Al igual que el Señor de los Anillos con su viaje a la Tierra Media o Star Wars a una Galaxia muy lejana, ese era el objetivo del director de Avatar, transportarnos a otro mundo porque ese es el para qué del cine más allá del cómo y el qué. Notaba además paralelismos y puntos comunes con otras obras de Cameron, el hombre desafiando sus límites y a la naturaleza en Titanic vs el iceberg, el instinto materno de proteger más allá del seguridad propia o egoísmo tanto de Ripley con la niña Newt como la Reina con sus huevos en Aliens; también el peligro en quién usa la tecnología como el fuego que quema o el auto que asesina en Terminator, sin olvidar en su secuela, en la cual puedes encontrar humanidad en las máquinas cuando un robot se vuelve una perfecta figura paterna.
Temas que como poesía se repetían y rimaban, en una historia en la que una raza de seres azules se conectan a lo primario, a la Madre Tierra, los elementos y vida salvaje, y donde impera la dualidad entre la naturaleza y la ciencia que hacía posible que un humano invalido que conoció Venezuela pudiera correr a través de su avatar azulado (cabe acotar que los Tepuyes de Canaima inspiraron a Cameron en la creación de Pandora).

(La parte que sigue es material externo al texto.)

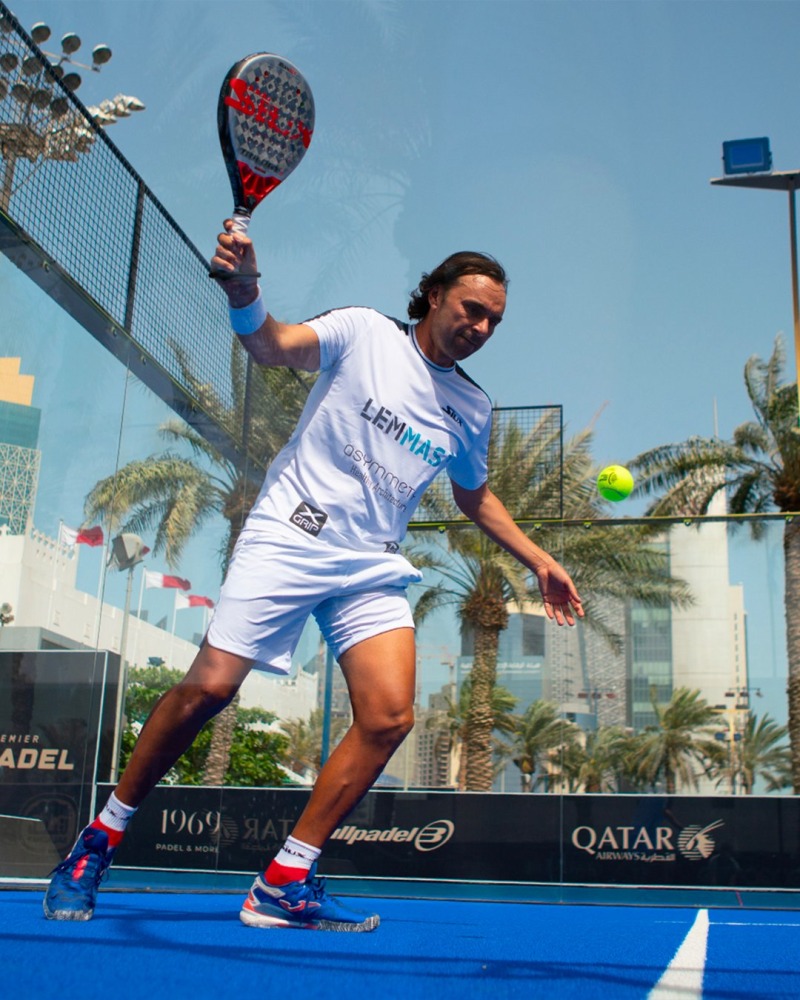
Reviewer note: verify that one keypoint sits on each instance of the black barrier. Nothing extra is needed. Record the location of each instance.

Premisas que volvían a mi trece años después en otro país con otro idioma, pues me encontraba ahora en el 2022 en Brasil, solo en una sala de cine disfrutando de Avatar:Way of Water, en inglés con subtítulos en portugués que hasta ese momento no entendía del todo bien. Tanto yo había experimentado entre las dos películas de la saga de James Cameron, que pensé en eso que me encanta cuando hago maratones de películas de trilogías o ciclos de la filmografías de directores. Cada película es una cápsula que captura como un disco, el momento en que fue hecho y en el que se disfruta, tiempo que no siempre es el mismo. Algunas cosas perduran, otras se pierden o se olvidan y muchas mutan.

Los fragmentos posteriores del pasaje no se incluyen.